Production Patterns

Patterns for running your modular monolith safely in production: zero-downtime migrations, feature flags for gradual rollouts, and Celery task patterns for reliability.

Zero-Downtime Migrations

Standard Django migrations can lock tables during deployments, causing downtime. django-pg-zero-downtime-migrations applies migrations with PostgreSQL-aware locking strategies.

Installation

# requirements/production.txt
django-pg-zero-downtime-migrations==0.14

Configuration

Replace the default database backend in production settings:

# config/settings/production.py
DATABASES = {
    "default": {
        "ENGINE": "django_zero_downtime_migrations.backends.postgres",
        # ... other settings
    }
}

# Fail migrations that could cause downtime
ZERO_DOWNTIME_MIGRATIONS_RAISE_FOR_UNSAFE = True

With RAISE_FOR_UNSAFE=True, migrations that would acquire exclusive locks on large tables will fail with an explanation of how to fix them.

Unsafe Operations

The following operations can cause downtime without the library:

Adding a column with a default

# UNSAFE - rewrites entire table in standard Django
migrations.AddField(
    model_name="order",
    name="priority",
    field=models.IntegerField(default=0),
)

The library handles this safely by adding a nullable column, setting the default at the database level, and then making it non-nullable.

Adding an index

# UNSAFE - locks table during index build
migrations.AddIndex(
    model_name="order",
    index=models.Index(fields=["created_at"], name="order_created_idx"),
)

The library creates indexes with CONCURRENTLY, which doesn’t block writes.

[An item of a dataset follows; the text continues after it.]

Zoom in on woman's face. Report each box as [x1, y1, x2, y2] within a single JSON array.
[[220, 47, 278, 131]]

Adding a NOT NULL constraint

# UNSAFE - scans entire table
migrations.AlterField(
    model_name="order",
    name="customer_id",
    field=models.IntegerField(),  # Was nullable, now NOT NULL
)

The library adds a check constraint first (non-blocking), validates it, then converts to NOT NULL.

The Expand-Contract Pattern

For complex schema changes, use the expand-contract pattern:

  1. Expand: Add new structure (backward compatible)

  2. Migrate: Populate new structure with data

  3. Contract: Remove old structure (after code no longer uses it)

Example: Renaming a column from customer_id to user_id:

Step 1: Expand (deploy new column alongside old)

# Migration 1: Add new column
class Migration(migrations.Migration):
    operations = [
        migrations.AddField(
            model_name="order",
            name="user_id",
            field=models.IntegerField(null=True, db_index=True),
        ),
    ]

Step 2: Migrate data (backfill in batches)

# Run as management command or data migration
Order.objects.filter(user_id__isnull=True).update(user_id=F("customer_id"))

Step 3: Update code (deploy code that uses new column)

# Model now uses user_id as the primary reference
class Order(models.Model):
    customer_id = models.IntegerField(null=True)  # Deprecated
    user_id = models.IntegerField(db_index=True)

Step 4: Contract (remove old column after verification)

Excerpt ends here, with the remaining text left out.